Published in 2023
256 pages
8 hours and 2 minutes
Peggy O’Donnell Heffington is an instructional professor of history at the University of Chicago and teaches subjects ranging from feminism to human rights. Her writing can be found in Jezebel,the Los Angeles Review of Books, the Boston Globe, and elsewhere. She received her PhD in history from the University of California, Berkeley.
What is this book about?
A historian of gender explores the complicated relationship between womanhood and motherhood
In an era of falling births, it’s often said that millennials invented the idea of not having kids. But history is full of women without children: some who chose childless lives, others who wanted children but never had them, and still others—the vast majority, then and now—who fell somewhere in between. Modern women considering how and if children fit into their lives are products of their political, ecological, and cultural moment. But history also tells them that they are not alone.

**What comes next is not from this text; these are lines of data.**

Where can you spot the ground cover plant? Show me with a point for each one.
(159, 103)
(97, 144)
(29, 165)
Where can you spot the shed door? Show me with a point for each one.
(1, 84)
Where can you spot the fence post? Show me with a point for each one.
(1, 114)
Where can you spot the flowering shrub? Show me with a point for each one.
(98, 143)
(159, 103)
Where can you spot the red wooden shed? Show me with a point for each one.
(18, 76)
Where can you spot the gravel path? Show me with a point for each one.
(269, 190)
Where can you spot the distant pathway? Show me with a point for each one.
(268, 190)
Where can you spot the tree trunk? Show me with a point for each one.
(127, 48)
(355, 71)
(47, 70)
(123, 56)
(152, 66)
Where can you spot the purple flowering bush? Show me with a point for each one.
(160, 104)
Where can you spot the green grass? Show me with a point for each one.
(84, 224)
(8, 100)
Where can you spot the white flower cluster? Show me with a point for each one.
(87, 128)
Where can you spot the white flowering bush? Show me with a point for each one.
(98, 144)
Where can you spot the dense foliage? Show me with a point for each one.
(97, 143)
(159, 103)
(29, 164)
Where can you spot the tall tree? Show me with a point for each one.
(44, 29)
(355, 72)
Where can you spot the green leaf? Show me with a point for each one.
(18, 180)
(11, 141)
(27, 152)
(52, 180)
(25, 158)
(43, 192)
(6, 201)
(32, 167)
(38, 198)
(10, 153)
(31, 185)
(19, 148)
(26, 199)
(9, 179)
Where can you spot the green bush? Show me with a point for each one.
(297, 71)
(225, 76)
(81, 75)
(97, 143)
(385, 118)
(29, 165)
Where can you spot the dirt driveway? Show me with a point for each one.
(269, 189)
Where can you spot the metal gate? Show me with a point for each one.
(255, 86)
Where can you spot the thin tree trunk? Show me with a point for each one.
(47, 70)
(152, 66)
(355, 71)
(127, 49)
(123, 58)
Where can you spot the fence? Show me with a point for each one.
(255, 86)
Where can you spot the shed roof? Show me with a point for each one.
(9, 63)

Drawing on deep research and her own experience as a woman without children, historian Peggy O’Donnell Heffington shows that many of the reasons women are not having children today are ones they share with women in the past: a lack of support, their jobs or finances, environmental concerns, infertility, and the desire to live different kinds of lives. Understanding this history—how normal it has always been to not have children, and how hard society has worked to make it seem abnormal—is key, she writes, to rebuilding kinship between mothers and non-mothers, and to building a better world for us all.